Dating the bones was difficult because the collagen used for standard radiocarbon analysis had decayed away. The scientists got a radiocarbon date from tooth enamel and used an isotopic method to date small rosettes of calcium carbonate deposited on the bones by water dripping from the roof of the cave.

The researchers estimated that the cave was flooded about 10,000 years ago, as the last ice age came to an end and melting glaciers raised sea levels around the world.

Naia’s third molar was shipped to Kemp’s lab at WSU for DNA extraction. He didn’t think it was going to work because the tooth was in such bad shape. But he was wrong.

“I was surprised at how easy it was,” he said.

Kemp enlisted colleagues at two other universities to verify the results.

Kennewick Man prompts questions

Although the new study didn’t deal directly with Kennewick Man, the findings raise questions about the fate of the skeleton that remains locked away at the University of Washington’s Burke Museum.

After a lengthy custody battle with Northwest tribes and federal agencies, a group of scientists led by Smithsonian anthropologist Doug Owsley was allowed to study the bones in 2006.

Owsley, who declined to comment on the new report, said his team’s book-length manuscript will be published this fall. Owsley is steadfast in his belief, based on physical features, that the ancient man is not genetically linked to the tribes who still hope to lay the bones to rest someday.

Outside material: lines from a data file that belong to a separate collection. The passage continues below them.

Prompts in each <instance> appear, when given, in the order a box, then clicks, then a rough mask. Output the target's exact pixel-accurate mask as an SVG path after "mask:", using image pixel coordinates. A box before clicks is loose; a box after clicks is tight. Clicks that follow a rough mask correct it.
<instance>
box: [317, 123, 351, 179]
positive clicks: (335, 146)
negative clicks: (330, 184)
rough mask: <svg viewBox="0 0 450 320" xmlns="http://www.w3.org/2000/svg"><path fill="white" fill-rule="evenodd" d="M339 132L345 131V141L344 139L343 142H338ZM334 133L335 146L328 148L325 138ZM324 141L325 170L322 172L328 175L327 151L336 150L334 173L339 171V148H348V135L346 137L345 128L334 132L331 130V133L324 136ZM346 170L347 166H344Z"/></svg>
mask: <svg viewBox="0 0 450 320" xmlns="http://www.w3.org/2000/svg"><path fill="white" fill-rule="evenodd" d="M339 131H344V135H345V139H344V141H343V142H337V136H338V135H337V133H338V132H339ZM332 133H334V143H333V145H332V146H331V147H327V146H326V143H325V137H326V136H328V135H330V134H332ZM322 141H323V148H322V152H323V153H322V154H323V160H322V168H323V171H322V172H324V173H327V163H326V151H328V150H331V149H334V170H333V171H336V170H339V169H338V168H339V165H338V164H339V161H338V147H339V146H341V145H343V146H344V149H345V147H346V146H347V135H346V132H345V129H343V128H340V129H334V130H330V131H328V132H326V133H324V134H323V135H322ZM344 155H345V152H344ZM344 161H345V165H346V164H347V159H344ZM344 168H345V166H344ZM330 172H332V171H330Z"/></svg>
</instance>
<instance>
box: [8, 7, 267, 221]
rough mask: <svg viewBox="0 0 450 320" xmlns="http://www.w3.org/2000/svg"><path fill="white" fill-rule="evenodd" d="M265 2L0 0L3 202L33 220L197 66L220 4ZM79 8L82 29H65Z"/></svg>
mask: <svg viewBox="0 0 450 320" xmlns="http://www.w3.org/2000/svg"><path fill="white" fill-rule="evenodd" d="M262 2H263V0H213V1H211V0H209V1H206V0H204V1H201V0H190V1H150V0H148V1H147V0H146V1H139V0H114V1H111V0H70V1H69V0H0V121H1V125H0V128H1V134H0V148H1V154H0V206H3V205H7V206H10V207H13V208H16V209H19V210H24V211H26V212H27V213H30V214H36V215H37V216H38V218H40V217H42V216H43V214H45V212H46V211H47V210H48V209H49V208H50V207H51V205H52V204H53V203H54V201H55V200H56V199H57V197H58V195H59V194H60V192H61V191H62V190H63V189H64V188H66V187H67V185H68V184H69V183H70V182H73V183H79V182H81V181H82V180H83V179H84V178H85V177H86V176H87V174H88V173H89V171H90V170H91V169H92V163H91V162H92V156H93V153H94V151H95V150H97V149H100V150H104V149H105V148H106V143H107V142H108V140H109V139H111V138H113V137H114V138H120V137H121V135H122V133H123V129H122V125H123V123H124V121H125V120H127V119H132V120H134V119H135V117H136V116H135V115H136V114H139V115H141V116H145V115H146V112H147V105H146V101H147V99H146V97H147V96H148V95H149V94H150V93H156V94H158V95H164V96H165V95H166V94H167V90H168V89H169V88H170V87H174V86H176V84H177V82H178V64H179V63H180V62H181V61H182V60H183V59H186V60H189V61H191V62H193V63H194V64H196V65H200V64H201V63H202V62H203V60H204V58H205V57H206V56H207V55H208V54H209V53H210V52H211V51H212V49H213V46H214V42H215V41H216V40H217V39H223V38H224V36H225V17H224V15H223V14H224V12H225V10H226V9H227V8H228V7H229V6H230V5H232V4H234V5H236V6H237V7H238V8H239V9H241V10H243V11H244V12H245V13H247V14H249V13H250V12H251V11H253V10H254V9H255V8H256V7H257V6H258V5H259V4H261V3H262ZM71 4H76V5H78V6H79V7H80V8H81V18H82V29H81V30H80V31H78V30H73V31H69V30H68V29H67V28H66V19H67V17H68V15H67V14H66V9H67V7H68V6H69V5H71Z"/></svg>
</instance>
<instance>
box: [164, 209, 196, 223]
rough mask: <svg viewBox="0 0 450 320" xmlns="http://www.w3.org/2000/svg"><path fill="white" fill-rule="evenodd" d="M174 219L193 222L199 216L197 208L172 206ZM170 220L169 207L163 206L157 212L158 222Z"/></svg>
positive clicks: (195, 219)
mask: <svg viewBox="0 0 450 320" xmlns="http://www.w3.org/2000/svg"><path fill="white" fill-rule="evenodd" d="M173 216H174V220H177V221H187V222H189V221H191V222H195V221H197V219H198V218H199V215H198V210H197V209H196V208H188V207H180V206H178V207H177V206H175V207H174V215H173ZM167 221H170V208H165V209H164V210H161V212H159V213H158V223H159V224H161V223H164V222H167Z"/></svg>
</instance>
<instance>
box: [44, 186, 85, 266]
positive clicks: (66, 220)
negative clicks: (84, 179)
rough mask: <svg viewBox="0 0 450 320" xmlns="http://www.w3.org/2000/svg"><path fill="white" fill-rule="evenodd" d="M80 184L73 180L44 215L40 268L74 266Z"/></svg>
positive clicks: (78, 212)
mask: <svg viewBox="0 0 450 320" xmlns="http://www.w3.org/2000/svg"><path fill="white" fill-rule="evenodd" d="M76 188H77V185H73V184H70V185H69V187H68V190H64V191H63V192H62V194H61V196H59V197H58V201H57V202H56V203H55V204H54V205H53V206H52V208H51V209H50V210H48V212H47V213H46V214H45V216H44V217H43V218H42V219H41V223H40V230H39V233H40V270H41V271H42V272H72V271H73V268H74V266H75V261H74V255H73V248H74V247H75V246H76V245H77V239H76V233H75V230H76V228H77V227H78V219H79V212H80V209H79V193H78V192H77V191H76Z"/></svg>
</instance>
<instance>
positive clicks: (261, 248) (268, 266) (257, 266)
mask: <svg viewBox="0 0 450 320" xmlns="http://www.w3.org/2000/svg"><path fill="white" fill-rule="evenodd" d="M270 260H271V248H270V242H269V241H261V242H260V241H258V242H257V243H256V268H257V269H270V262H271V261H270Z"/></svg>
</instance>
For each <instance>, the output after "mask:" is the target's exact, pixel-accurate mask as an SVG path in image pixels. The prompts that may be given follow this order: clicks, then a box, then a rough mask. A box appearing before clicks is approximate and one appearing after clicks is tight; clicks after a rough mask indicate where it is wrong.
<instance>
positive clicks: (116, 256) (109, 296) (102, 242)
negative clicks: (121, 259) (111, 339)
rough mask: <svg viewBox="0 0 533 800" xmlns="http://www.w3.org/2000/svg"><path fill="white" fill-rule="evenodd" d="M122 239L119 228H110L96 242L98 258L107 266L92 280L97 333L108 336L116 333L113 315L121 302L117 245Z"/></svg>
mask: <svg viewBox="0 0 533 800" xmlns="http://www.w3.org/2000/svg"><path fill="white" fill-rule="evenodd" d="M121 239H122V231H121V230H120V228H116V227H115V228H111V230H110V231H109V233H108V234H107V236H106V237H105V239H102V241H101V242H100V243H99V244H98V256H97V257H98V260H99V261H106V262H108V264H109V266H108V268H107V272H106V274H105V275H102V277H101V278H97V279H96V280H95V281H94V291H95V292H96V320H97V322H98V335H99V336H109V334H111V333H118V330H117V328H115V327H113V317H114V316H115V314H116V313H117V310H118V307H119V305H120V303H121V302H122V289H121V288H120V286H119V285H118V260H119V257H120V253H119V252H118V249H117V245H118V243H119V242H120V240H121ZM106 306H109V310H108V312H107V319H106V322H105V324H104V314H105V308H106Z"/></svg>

Scientists would love to extract DNA from Kennewick Man, but the agencies who control access to the skeleton won’t allow it. Without those results, it’s impossible to know if Kennewick Man would share Naia’s genetic affinity with Native Americans. But the results from Mexico add ammunition to the tribes’ argument that just because his head is shaped differently from theirs doesn’t mean they aren’t related, Kemp said.

“If DNA is ever obtained from Kennewick Man, my prediction is that he’s Native American,” he said. “I have no reason to believe that he could be anything else.”